Von Kriechern, Optimisten und der freien Entfaltung
O tempora, o mores!
Das umgangssprachliche Wort „fremdschämen“ findet sich inzwischen im Duden – das hat zwar in der Post-Rechtschreibreform-Ära nicht mehr viel zu bedeuten, aber immerhin. In letzter Zeit fremdschäme ich mich immer öfter, liebe Leser, also kann ich das Wort gut gebrauchen. Ganz besonders schäme ich mich für die angestellten Manager der Großindustrie hierzulande, deren Millionengehälter anscheinend als Weichmacher für ihr Rückgrat wirken. Den jüngsten Vogel schossen die Verantwortlichen im Daimler-Konzern ab. Erst nutzten sie ein harmloses Bonmot des Dalai Lama für eine Online-Werbung: „Betrachte Situationen von allen Seiten und Du wirst offener“. Nachdem die Chinesen, die Tibet seit 1950 völkerrechtlich umstritten besetzt halten, sich wie üblich bei jeder Erwähnung des Friedensnobelpreisträgers beleidigt zeigten, löschten die um ihre Geschäfte bangenden Deutschen nicht nur die Werbung, sondern machten öffentlich und diplomatisch so einen tiefen Kotau, dass es einem wirklich schlecht werden konnte. Wer sagt diesen Herren mal, dass Unterwürfigkeit von Autokraten als Schwäche ausgelegt wird? Und dann noch Davos: Hier ließ sich die Crème de la Crème der deutschen und internationalen Industrie vom wahren Donald zu einer vom Fernsehen übertragenen, oberpeinlichen Lobhudelei hinreißen. Zur Linken des Präsidenten der kein Fettnäpfchen auslassende Josef Käser von Siemens, der sich Joe Kaeser nennt. Das ist jener Herr, der sich kurz nach der Krim-Besetzung durch Russland vor laufender Kamera bei Wladimir Wladimirowitsch Putin zum Hanswurst machte. „Kurzfristige Turbulenzen“ meinte er danach entschuldigend zur Krim-Krise, die nur leider bis heute kurzfristig ist. Und damit komme ich endlich zu den Life Sciences. Herr Käser möchte jetzt nämlich Kasse machen und 15 bis 25 Prozent seiner Medizintechnik-Sparte an die Börse bringen. Ein Emissionserlös von 8 bis 10 Mrd. Euro wird erwartet. Im Vorfeld spricht man mit potentiellen Investoren, darunter dem Vernehmen nach auch chinesische Staatsfonds. Ob der kindische Name „Siemens Healthineers“, eine Schöpfung der Käser-Ära, dabei hilfreich ist?
Zukunftsglaube
Zum Glück gibt es immer wieder weitblickende Menschen, die in die Zukunft investieren. Ganz neu ist eine Initiative aus Dänemark, die zunächst 135 Mio. Euro in vielversprechende Biotech-Entwicklungen investieren will. Das „Repair“ getaufte Programm wird ein großes Thema auf der kommenden „Berlin Conference on Life Sciences“ sein, die am 2. März in der deutschen Hauptstadt stattfindet.
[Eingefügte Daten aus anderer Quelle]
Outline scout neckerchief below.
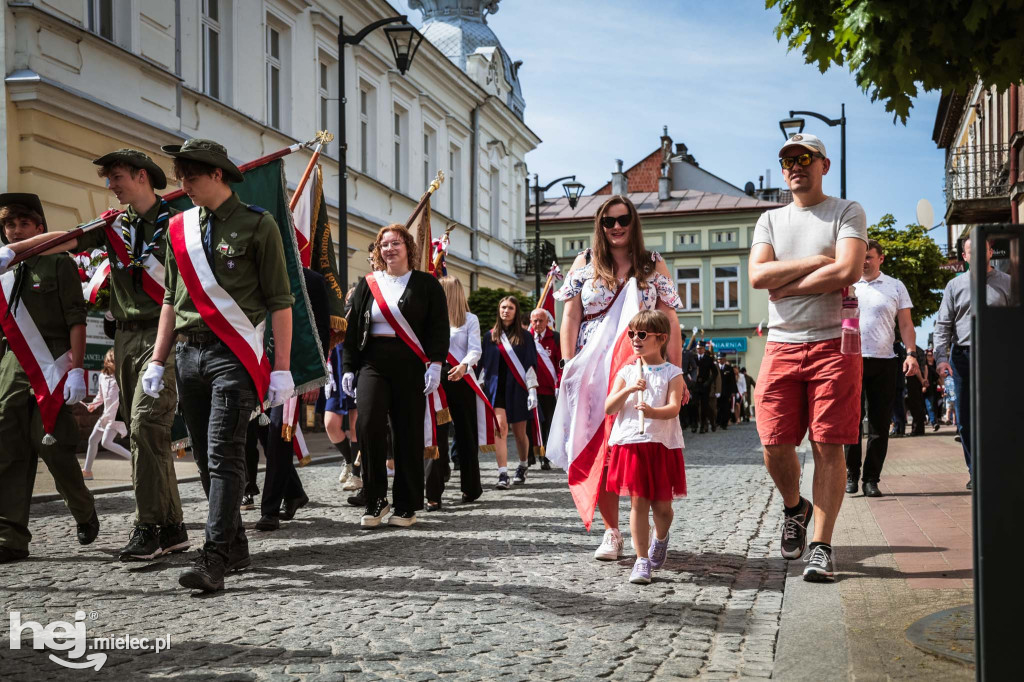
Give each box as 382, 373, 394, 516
97, 199, 170, 304
167, 208, 270, 405
498, 332, 544, 457
447, 353, 498, 453
367, 272, 452, 460
0, 266, 71, 444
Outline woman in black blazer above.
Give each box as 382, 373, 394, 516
341, 223, 449, 526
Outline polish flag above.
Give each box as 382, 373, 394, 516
547, 279, 640, 530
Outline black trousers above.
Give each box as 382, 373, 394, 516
425, 366, 483, 502
846, 357, 900, 483
355, 337, 425, 512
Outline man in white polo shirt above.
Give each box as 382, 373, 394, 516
846, 240, 921, 498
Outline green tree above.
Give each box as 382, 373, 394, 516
467, 287, 534, 332
867, 213, 955, 327
765, 0, 1024, 123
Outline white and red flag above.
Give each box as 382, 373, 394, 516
547, 278, 640, 530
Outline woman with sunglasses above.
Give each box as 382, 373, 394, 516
555, 195, 683, 561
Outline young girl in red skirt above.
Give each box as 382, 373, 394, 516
604, 310, 689, 585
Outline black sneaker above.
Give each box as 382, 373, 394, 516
804, 545, 836, 583
782, 498, 814, 559
359, 498, 391, 528
160, 523, 191, 554
77, 509, 99, 545
118, 523, 163, 561
178, 549, 225, 592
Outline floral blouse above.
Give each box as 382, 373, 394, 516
555, 249, 682, 352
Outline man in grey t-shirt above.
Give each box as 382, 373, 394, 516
750, 134, 867, 582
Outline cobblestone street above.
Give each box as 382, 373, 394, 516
0, 424, 785, 681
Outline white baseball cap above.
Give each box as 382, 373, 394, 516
778, 133, 828, 157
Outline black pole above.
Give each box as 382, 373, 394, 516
338, 15, 348, 291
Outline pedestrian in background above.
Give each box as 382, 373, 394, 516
932, 240, 1010, 489
846, 240, 919, 498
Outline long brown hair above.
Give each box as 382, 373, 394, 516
591, 195, 654, 291
490, 296, 524, 346
370, 222, 419, 270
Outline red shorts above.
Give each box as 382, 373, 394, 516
754, 339, 864, 445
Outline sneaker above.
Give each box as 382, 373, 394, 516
630, 557, 651, 585
647, 532, 669, 568
387, 512, 416, 528
804, 545, 836, 583
782, 498, 814, 559
160, 523, 191, 554
359, 498, 391, 528
178, 549, 224, 592
76, 509, 99, 545
118, 523, 163, 561
594, 528, 623, 561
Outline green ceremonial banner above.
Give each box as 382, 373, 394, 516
171, 159, 327, 393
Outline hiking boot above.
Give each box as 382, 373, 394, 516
782, 498, 814, 559
118, 523, 163, 561
178, 549, 224, 592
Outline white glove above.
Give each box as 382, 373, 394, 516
142, 363, 164, 397
266, 371, 295, 408
65, 368, 85, 404
423, 363, 441, 395
0, 247, 14, 272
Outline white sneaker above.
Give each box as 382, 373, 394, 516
594, 528, 623, 561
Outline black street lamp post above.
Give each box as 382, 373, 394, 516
338, 14, 423, 288
527, 173, 583, 292
778, 103, 846, 199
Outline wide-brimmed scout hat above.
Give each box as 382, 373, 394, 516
0, 191, 46, 244
92, 148, 167, 189
160, 137, 245, 182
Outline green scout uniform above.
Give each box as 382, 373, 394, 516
0, 254, 95, 550
78, 196, 181, 526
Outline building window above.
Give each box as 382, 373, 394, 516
715, 265, 739, 310
447, 144, 462, 220
201, 0, 220, 99
676, 267, 700, 310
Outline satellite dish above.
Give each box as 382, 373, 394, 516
918, 199, 935, 229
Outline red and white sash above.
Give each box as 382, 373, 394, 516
0, 270, 71, 435
447, 353, 498, 453
96, 215, 165, 304
498, 332, 544, 448
167, 208, 270, 403
367, 272, 452, 459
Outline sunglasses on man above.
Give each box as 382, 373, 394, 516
601, 213, 633, 229
778, 152, 824, 170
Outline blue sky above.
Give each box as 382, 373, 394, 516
392, 0, 946, 341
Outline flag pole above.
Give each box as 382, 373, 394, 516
8, 133, 319, 267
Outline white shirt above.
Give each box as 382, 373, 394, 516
449, 312, 482, 369
608, 363, 683, 450
370, 270, 413, 336
853, 272, 913, 358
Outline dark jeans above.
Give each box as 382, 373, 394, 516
175, 341, 257, 562
949, 346, 974, 473
355, 337, 425, 512
846, 357, 900, 483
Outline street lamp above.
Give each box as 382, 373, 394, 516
778, 103, 846, 199
338, 14, 423, 288
527, 174, 583, 292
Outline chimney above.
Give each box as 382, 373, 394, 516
611, 159, 629, 196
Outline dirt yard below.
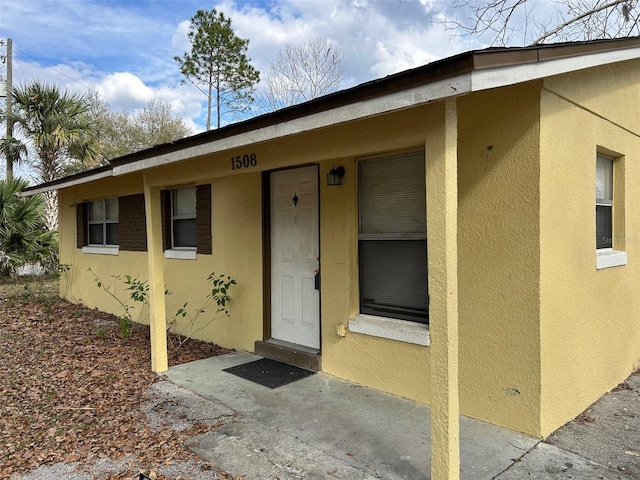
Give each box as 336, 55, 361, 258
0, 280, 238, 480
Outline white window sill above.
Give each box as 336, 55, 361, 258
164, 248, 197, 260
596, 248, 627, 270
349, 315, 430, 347
82, 245, 120, 255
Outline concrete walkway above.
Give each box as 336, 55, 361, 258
166, 352, 640, 480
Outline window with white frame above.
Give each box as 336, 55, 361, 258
88, 198, 119, 246
171, 187, 197, 248
596, 155, 613, 249
358, 152, 429, 323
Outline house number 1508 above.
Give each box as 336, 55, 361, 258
231, 153, 258, 170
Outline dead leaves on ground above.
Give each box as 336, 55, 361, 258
0, 286, 231, 479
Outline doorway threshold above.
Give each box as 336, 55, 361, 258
254, 338, 322, 372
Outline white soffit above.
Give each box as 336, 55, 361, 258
20, 170, 113, 197
28, 42, 640, 189
471, 47, 640, 92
Ein ausführliches Interview mit den Novo-Initiatoren findet sich in der Frühjahrs-Ausgabe unseres Schwester-Magazins „European Biotechnology“, die in wenigen Tagen erscheint.
GroKo
Eigentlich soll man als seriöser Schreiber die Abkürzung GroKo für Große Koalition vermeiden, da diese den Ernst der Sache verniedliche. Stimmt, ernst ist das schon, was da als Koalitionsvertrag auf dem Tisch liegt. Die Sozialpolitik dominiert, Wirtschaftspolitik ist weitgehend Fehlanzeige. Die freie Entfaltung der Unternehmen und Bürger liegt dem großen Krokodil nicht am Herzen, stattdessen noch mehr Regeln und Vorschriften. Umverteilung statt Marktwirtschaft, Rückwärtsgewandtheit statt Zukunftsoffenheit. Biologisierung der Industrie? Wir Biotechnologen sind Optimisten, trotz alledem!